As though every kid in the world coughed when they laughed.
‘Your turn, Mum.’
Lea shifted her eyes back to the road. ‘I spy, with my little eye…’
Their game went on as bush scrub whipped past the car, kilometre after kilometre.
Molly’s body might have been falling apart, but her four-year-old brain was as sharp as ever. She compensated for her extremely limited physical stamina with a relentless intelli-gence that certainly didn’t come from the Curran side of the family. She could play this game for hours. They’d been on the road for three.
Molly finally identified Lea’s ‘W’ word—wing mirror—and looked expectantly at her mother for more.
‘I spy…’ Lea’s chest clenched as she looked ahead ‘…something beginning with M.’
Her sharp little daughter didn’t miss a beat. ‘Mum?’
‘Nope.’
‘Molly?’
God, she loved her! ‘Outside the car.’
‘Oh.’ Mini eyebrows scrunched down over serious brown eyes then shot up. She didn’t notice their vehicle slowing. ‘Monkey?’
‘We’re in the Kimberley, Molly, no monkeys here. Good try, though.’ Lea glanced at the turn-off ahead and swallowed hard. A giant sign marked the turn-off for the Martin property.
‘Min…am…’ Molly read the giant red letters as best she could.
‘Minamurra,’ Lea assisted, turning the wheel and taking the car under the arched sign. Even she could hear the flat lifeless-ness in her voice as she added, ‘You win.’
‘Is that where we’re going?’
‘Nope.’ Lea swallowed hard. ‘It’s where we are.’
Molly must have caught some of her mother’s trepidation, because she would usually have laughed at Lea’s corny joke. She sat higher in her booster seat and peered out of the window, gnawing on her lip—one-hundred percent from her mother, that little habit—then her eyes refocussed and her pale lips split in one of her blindingly heart-stopping smiles.
One-hundred percent her father’s.
‘Horses!’ She pointed to where a dozen working-horses grazed peacefully in a paddock. The eucalypts lining the long drive whizzed by, making the pastoral scene look like an old flicker-film from the thirties.
Molly disappeared back into that place she went to when she was in a particularly happy mood, when she wasn’t too sapped. Right now, she was talking about the horses with the invisible sisters she took with her everywhere. Imaginary Annas and Sapphies of her own.
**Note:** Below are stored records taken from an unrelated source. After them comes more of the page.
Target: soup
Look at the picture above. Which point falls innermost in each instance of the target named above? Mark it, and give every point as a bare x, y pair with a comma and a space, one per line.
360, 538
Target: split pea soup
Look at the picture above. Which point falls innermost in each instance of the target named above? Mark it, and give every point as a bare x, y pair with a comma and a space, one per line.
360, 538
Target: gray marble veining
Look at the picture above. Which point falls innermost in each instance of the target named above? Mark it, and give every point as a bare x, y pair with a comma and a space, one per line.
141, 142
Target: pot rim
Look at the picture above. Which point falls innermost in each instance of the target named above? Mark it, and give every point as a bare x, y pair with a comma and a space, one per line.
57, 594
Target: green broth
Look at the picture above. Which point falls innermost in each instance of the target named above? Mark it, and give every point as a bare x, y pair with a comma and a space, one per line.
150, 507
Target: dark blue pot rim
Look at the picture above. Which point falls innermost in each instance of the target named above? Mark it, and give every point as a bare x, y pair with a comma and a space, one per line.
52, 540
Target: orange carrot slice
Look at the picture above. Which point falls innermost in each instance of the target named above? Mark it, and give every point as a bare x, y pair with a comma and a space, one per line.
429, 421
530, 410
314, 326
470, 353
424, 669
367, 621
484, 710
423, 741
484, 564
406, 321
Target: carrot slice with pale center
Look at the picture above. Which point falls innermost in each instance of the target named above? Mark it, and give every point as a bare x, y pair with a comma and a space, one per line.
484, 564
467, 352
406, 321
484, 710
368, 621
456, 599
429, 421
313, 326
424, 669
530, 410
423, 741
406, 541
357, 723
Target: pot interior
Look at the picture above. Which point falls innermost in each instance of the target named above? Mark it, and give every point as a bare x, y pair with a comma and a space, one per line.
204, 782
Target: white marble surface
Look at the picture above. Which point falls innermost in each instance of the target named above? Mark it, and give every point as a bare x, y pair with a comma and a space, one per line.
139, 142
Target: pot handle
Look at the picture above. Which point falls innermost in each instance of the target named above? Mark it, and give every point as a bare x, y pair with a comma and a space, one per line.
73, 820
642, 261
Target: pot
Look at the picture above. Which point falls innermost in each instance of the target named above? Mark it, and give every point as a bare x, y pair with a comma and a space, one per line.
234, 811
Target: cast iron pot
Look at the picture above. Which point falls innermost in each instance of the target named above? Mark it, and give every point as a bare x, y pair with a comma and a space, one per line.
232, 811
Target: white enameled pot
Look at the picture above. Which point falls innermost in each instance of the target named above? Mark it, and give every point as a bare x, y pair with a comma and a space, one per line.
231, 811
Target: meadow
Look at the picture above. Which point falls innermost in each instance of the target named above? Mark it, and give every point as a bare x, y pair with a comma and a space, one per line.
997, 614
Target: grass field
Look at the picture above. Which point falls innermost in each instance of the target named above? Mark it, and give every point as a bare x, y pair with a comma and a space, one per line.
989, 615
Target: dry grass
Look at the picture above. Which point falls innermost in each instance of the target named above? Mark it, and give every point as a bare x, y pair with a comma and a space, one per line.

Lea forced her focus off the mirror and up towards the house emerging through the eucalypts. The homestead seemed to grow towards them like something from a nightmare. Large, expensive and looming.
Her fingers started to tremble on the steering wheel.
A house like that had to have a family in it. It had no wife, as far as she’d found out, but maybe a girlfriend. Parents.
More obstacles. More people to judge her. More strangers for Molly.
She guided her car over a sequence of cattle grids into Minamurra’s lush heart. Beautiful gardens offset the trappings of a working station: heavy equipment, sheds, stables, beat up four-wheel drives. They must have tapped straight into the aquifer to have this kind of green in the middle of a Kimberley dry season. She pulled to a halt in the shade of two towering kurrajongs standing like sentinels at the base of old timber steps that cut up through the turfed knoll leading to the house. She left the engine and air-con running, and crossed to Molly’s door.
As she cut around the front of the car, her eyes slid sideways and followed the long steps upwards just in time to see a tall figure emerging from the house onto the veranda, sliding a hat onto his head and staring curiously in their direction.